Konon warf einen prüfenden Blick auf die Aufschriften.
„Es ist alles, was Eudoxos geschrieben hat. Bist du zufrieden, Archimedes? Da du wahrscheinlich in deinem Zimmer arbeiten willst, wirst du es nachher dort finden. Es muss bloß eingetragen und verbucht werden. Wir senden außerdem noch Papyros zum Zeichnen und Zeichengeräte mit. Die magst du dir ebenfalls auswählen.“
„Und mich wirst du jetzt entschuldigen“, ergänzte Eratosthenes. „Ich wollte dir bloß noch eröffnen, dass du dir in den Kanzleien dein Gehalt beheben kannst. Man wird dich hinführen.“
Archimedes sah ihn fassungslos an.
„Was für ein Gehalt? Ich bin doch Schüler.“
Da lachte Eratosthenes auf.
„Das musst du wohl dem Urteil unsres Königs und unsrem Urteil überlassen, als was wir dich hier ansehen. Schüler sind wir schließlich alle bis ans Ende. Sonst wären wir nicht richtige Mitglieder des Museions. Der König hat es so gewünscht. Er dürfte wissen warum. Jetzt aber leb wohl, Archimedes! Wenn es dir passt, sehen wir uns bei Tisch. Wenn nicht, wird niemand fragen, wo du bist. Alexandria ist schön und groß und die Muse ist auch anderswo zu treffen als im Museion, was Sosibios als Paradoxon bezeichnen würde.“ Mit diesen Worten kehrte sich der große Beta ab und erteilte sofort Weisungen an Beamte, die ihm nachgegangen waren und ihm geschäftig Aktenstücke entgegenhielten.

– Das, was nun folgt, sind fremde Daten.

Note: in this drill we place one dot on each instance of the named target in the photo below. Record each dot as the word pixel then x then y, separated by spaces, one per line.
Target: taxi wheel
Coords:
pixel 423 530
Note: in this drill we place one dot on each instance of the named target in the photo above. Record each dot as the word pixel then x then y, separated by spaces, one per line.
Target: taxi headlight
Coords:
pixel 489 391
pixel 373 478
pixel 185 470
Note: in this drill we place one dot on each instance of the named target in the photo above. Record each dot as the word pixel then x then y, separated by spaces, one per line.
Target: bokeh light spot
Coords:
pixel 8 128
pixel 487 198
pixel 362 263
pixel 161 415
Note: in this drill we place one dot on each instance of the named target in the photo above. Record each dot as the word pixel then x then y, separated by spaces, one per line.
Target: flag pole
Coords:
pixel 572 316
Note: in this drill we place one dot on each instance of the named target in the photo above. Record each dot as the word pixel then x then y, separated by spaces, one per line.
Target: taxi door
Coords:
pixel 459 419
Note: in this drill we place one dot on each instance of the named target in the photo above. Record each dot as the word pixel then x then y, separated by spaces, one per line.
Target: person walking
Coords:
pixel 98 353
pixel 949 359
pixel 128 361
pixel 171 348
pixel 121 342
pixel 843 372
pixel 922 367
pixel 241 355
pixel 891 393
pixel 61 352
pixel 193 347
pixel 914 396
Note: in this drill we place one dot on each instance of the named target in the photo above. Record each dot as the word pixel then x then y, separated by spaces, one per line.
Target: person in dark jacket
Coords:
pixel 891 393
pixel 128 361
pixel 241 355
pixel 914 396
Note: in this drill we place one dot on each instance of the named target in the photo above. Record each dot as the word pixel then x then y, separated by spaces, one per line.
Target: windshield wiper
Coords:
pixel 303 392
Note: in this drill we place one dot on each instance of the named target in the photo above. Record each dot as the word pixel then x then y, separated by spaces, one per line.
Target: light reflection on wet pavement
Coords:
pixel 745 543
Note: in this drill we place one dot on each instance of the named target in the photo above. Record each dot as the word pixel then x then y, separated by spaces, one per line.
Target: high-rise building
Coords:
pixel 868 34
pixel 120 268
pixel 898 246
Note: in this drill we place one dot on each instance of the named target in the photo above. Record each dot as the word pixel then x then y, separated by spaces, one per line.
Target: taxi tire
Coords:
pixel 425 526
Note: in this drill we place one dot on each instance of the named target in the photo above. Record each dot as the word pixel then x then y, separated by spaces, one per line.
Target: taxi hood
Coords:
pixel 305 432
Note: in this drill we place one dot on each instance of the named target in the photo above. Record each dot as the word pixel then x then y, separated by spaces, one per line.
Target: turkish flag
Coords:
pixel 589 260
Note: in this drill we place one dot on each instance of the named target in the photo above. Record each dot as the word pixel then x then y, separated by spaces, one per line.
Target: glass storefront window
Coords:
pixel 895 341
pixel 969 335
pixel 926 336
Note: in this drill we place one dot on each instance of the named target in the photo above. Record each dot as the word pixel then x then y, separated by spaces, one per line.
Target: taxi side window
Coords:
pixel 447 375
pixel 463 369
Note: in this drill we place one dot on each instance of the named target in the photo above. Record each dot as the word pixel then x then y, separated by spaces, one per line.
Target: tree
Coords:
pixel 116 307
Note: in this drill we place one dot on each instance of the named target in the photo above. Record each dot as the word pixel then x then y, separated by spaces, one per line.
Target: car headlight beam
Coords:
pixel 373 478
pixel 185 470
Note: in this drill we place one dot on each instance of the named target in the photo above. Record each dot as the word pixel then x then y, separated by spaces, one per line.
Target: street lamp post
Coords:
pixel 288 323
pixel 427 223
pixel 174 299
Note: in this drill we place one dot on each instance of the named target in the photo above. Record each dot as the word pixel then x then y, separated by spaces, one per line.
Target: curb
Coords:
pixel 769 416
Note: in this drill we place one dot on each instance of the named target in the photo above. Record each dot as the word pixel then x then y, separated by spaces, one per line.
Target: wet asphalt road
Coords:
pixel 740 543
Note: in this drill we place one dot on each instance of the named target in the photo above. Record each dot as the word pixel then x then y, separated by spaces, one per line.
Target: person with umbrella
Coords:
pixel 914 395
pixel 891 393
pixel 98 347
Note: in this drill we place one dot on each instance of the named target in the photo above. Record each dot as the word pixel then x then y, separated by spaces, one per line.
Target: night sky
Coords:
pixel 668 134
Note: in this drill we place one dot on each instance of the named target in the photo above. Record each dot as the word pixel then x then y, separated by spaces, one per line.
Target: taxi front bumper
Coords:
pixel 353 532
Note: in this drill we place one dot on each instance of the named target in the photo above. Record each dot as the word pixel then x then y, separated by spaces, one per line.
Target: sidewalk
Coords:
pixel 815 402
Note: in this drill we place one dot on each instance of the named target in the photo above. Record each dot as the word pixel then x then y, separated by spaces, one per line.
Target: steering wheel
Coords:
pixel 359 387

Archimedes aber stand noch immer angewurzelt da und sah nicht einmal die lächelnden Blicke Konons, der sich an seinem entrückten Gesicht weidete.
Der Traum eines Traumes? Wer hatte das gesagt? Gleichgültig, wer es gesagt hatte. Würde dieser Traum ein Ende nehmen? Wohin waren die Bücher des Eudoxos verschwunden? Er würde sie nachher auf dem Zimmer finden. Und entrollen. Und alles würde er leiblich vor Augen haben, was er seit Jahren suchte. Er wusste genau, warum er gerade nach Eudoxos fahndete. Bei Eudoxos war die erste Spur, die Wurzel, aus der sein Riesenbaum sich entfalten sollte. Dieser unheimliche Baum, dessen Früchte der kleine Apollonios wahrscheinlich für giftig hielt.
Er ertrug es plötzlich nicht mehr, mitten in diesem Saal zu stehen. Alle, die da zirkelten und rechneten, lasen und kritzelten, schienen ihm Widerspruch entgegensetzen zu wollen. Es war die Schule Euklids, er fühlte den kalten Schatten des Riesen fast körperlich. Nein, nein, nein! Man sollte ihn nicht einfangen, nicht mit Gewalt bestechen, zu nichts zwingen. Er musste fliehen, bevor es zu spät war. Es gab eine Freiheit, die tödlicher war als der wildeste Zwang. Warum lächelt Konon in einem fort? Warum flüstert Apollonios jetzt mit einem grauhaarigen Mathematiker?